Later, I learnt that Jagdish Chandra Bose had demonstrated, in 1901, before the Royal Society in London, by experiments carried out through the crescograph designed by him, that plants had a life cycle and a reproductive system, and that they ‘felt’ the surroundings and reacted to the external stimuli by generating electrical signals. He later wrote: ‘All around us, the plants are communicating. We just don’t notice it.’
Bose was brilliant. Earlier, he had been denied the credit for the invention of wireless transmission, though he had demonstrated publicly the same in 1895 in Kolkata’s Town Hall by sending electromagnetic waves over a distance of 75 ft through a solid wall, to ring an electric bell and detonate gunpowder. That honour of invention of wireless communication came to be given to Marconi, as Bose had failed to patent his work. Bose then turned to the world of plants.

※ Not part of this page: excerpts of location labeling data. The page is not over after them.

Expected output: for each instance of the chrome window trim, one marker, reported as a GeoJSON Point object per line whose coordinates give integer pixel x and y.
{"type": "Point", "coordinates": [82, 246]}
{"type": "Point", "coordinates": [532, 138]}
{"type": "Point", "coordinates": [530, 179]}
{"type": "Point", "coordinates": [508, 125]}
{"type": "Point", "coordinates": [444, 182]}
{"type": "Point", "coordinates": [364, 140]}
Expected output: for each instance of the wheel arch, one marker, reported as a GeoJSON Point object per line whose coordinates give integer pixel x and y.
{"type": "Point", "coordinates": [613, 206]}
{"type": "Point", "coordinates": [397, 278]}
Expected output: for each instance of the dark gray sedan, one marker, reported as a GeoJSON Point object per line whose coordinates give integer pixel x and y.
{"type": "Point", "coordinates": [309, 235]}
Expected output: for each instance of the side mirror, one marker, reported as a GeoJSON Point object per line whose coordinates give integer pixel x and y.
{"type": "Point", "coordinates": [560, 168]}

Plants don’t have a brain but they have a ‘mind’. They exhibit ‘tropic’ and ‘nastic’ responses to stimuli. The former refers to movement in response to a directional stimulus like light (bending towards the source of light), and gravity (roots go with the gravity and stems against it). ‘Nastic’ response relates to non-directional or multiple stimuli such as touch or vibration. It is fast but not long-lasting. Leaves of Mimosa pudica (touch-me-not or chhui-mui) are sensitive to touch. Bose wrote that plants grew quickly when exposed to gentle music.

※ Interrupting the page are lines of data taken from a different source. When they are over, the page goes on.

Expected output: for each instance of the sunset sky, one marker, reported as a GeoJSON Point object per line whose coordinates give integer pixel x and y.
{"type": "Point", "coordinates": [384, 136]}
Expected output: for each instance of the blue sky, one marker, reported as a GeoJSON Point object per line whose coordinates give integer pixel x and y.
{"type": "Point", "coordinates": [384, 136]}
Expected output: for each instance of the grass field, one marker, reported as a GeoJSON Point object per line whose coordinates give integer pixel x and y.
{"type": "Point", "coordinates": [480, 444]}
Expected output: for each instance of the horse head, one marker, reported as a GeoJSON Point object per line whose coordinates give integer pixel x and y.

Plants have been shown to live a community life. Since they are static, they develop community bonding through their roots. Roots of one tree bond with those of the neighbours and supplement the supply of nutrients to one another. Noted botanist Stefano Mancuso declared in 2005 that plant roots had communication receptors much like human neurons.
A friend, while reacting to the IIT-Madras research work, described how a creeper in her Gurugram house, stubborn to grow in barren land, finally yielded to her prayer, perseverance and love, and sprouted shoots. It looks like the rustling of leaves — psithurism — may ultimately give way to a real tête-à-tête with plants and trees in not-too-distant a future!